There’s a method to the madness: HRMs are legally classified as a form of pari‑mutuel horse-racing wagering rather than casino gambling, which allows them to operate in states where traditional casinos are prohibited.
In the quarter, the segment generated $301 million in revenue, a $24 million increase year over year, driven almost entirely by HRMs. Expansion is a significant part of the growth story:
Marshall Yards Racing & Gaming in southwestern Kentucky opened Feb. 25, 2026.
Rockingham Grand Casino in Salem, New Hampshire, announced Jan. 12, is a $180–$200 million investment targeting a mid‑2027 opening.
The company is allocating $70–$80 million of its 2026 CapEx budget to Rockingham alone.
Churchill Downs Expands Its Racing Empire With Preakness Deal
The Kentucky Derby is the first and arguably the most iconic leg of horse racing’s Triple Crown, which also includes the Preakness Stakes and the Belmont Stakes.
Investors should note that on April 21, two days before the earnings report, Churchill Downs announced an agreement to purchase the intellectual property of both the Preakness Stakes and the Black-Eyed Susan Stakes for $85 million.
The acquisition gives Churchill Downs ownership of the trademarks and associated rights to the Preakness Stakes without requiring it to run the event or own Pimlico, the host racetrack. Instead, the company can collect an annual licensing fee from the state of Maryland and gain leverage over future broadcast rights, calendar negotiations, potential HRM licensing and the cultural narrative of American thoroughbred racing.
And it did so for less than one quarter of its current free cash flow (FCF) — an element that likely wasn’t fully priced into CHDN before the earnings release.
CHDN Stock Outlook: Can HRM Growth Drive the Next Leg Higher?
CHDN jumped more than 10% the day of its earnings report. Prior to the report, the stock was trading near its 52‑week low, which suggests investors may have seen the floor — but what’s the ceiling?
Analysts give CHDN a consensus price target of $135.60, implying about 35% upside. With that much potential, it’s fair to ask whether the Preakness IP rights are enough to push price targets higher.

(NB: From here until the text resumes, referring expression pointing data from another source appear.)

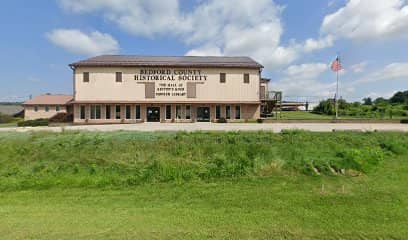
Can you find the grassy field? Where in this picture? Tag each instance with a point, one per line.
(12, 124)
(301, 115)
(294, 185)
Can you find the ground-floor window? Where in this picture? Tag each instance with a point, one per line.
(95, 112)
(138, 117)
(228, 112)
(188, 112)
(128, 112)
(178, 112)
(168, 112)
(238, 112)
(117, 111)
(82, 112)
(107, 111)
(217, 112)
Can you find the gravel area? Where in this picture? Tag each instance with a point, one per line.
(190, 127)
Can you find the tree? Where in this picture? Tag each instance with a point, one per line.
(399, 98)
(367, 101)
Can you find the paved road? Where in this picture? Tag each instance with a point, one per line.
(275, 127)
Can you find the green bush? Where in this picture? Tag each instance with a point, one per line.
(33, 123)
(222, 120)
(6, 118)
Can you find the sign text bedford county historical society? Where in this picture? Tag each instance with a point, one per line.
(171, 82)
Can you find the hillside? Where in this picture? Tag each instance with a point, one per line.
(294, 185)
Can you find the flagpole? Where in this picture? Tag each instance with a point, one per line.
(337, 95)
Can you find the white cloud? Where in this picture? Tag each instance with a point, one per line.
(312, 44)
(304, 80)
(359, 67)
(205, 51)
(362, 20)
(78, 42)
(212, 27)
(394, 71)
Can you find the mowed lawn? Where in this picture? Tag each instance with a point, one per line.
(266, 203)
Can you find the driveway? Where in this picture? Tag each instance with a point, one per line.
(191, 127)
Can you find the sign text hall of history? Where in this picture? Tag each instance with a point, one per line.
(170, 75)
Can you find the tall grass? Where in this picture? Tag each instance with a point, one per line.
(80, 159)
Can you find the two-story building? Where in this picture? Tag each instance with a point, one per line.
(130, 89)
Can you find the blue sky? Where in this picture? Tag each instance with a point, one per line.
(294, 39)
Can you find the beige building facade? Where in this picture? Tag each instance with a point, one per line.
(46, 106)
(131, 89)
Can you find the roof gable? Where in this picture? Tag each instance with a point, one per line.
(167, 61)
(48, 99)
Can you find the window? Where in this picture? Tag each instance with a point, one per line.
(85, 77)
(82, 112)
(191, 90)
(118, 77)
(223, 77)
(246, 78)
(188, 112)
(138, 117)
(117, 112)
(107, 111)
(218, 112)
(237, 112)
(128, 113)
(168, 112)
(178, 112)
(228, 112)
(95, 112)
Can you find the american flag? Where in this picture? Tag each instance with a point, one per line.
(336, 65)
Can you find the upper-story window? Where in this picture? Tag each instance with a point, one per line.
(85, 77)
(246, 78)
(223, 77)
(118, 76)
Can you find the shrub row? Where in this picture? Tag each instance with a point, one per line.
(33, 123)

Churchill Downs operates across four revenue streams: Live Racing, Historical Racing Machines, its TwinSpires wagering platform, and traditional casino gaming. Of these, Live Racing and Gaming don’t move the needle enough to build a standalone growth case — casino revenue actually declined year over year in Q1, weighed down by the exit from Louisiana. TwinSpires, which handles online and retail horse-racing wagering plus sports betting, is a steady contributor but not a high-growth engine.
That places the growth burden squarely on HRMs, a business that delivered $257 million in pari‑mutuel revenue in Q1 alone and is actively expanding into new states. The Preakness IP acquisition adds an intriguing wrinkle: if it accelerates HRM legalization in Maryland, as some analysts expect, Churchill Downs’ most important growth driver just gained new runway.

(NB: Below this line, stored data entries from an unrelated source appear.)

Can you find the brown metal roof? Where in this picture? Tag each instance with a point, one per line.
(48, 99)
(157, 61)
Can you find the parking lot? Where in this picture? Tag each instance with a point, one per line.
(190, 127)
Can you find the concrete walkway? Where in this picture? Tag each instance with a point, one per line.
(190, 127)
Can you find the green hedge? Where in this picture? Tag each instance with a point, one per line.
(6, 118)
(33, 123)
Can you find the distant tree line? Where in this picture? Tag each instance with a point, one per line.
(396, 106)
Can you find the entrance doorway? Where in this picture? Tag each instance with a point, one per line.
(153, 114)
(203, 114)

Back to the chart: CHDN was in a cautious recovery after a steep selloff from a December 2025 peak near $120. That decline produced a death cross, with the 50‑day simple moving average crossing below the 200‑day SMA.

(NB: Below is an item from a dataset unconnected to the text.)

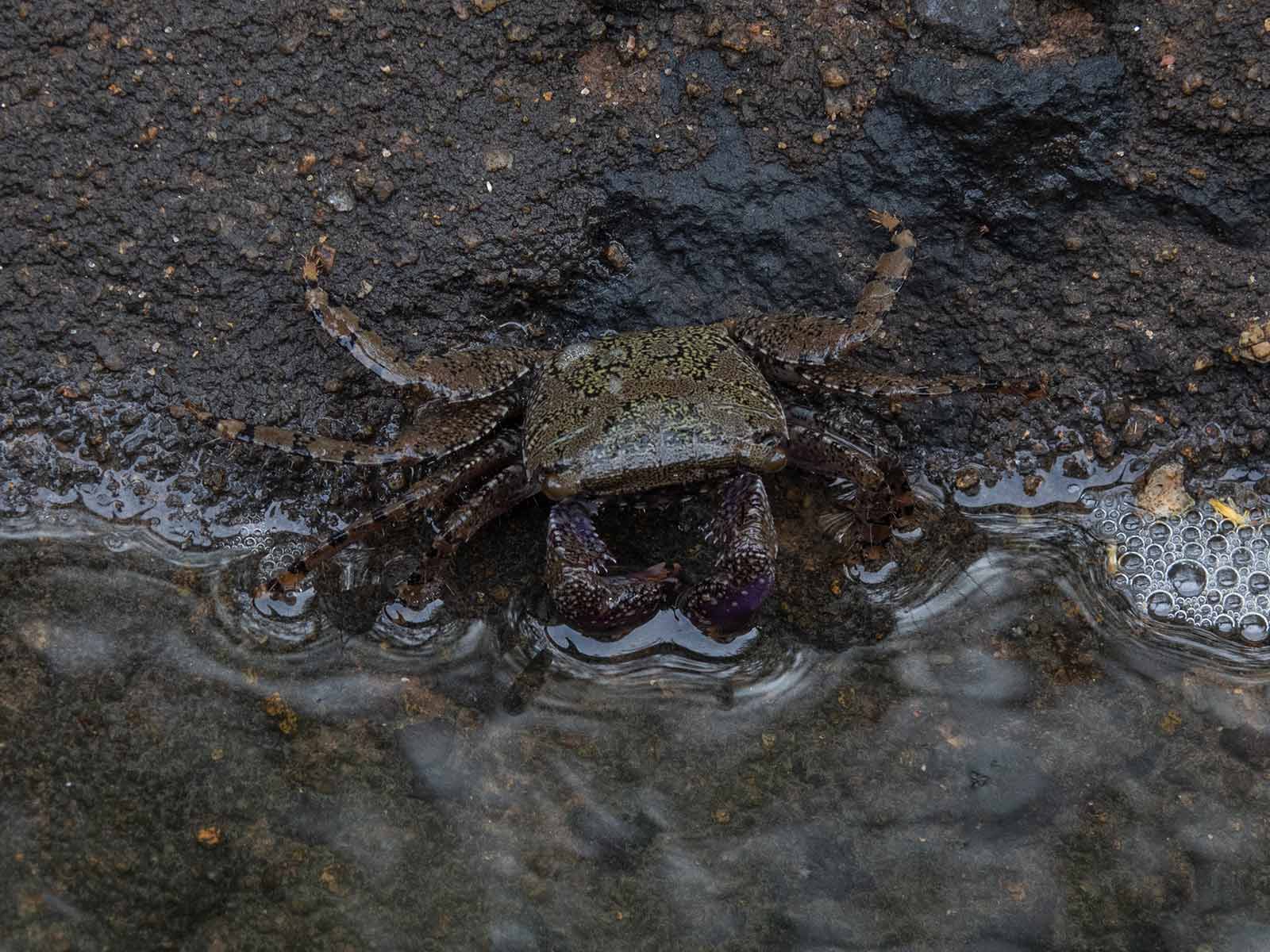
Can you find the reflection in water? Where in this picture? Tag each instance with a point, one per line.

Price action reclaimed the 200‑day SMA the day of the report — a meaningful move in a single session, especially with a fundamental catalyst. The key will be whether CHDN can consolidate around the 200‑day SMA near $92–$93. That could set the stage for a golden cross in a matter of weeks. Waiting for that confirmation may be prudent, but risk‑tolerant investors may consider initiating a position at these levels.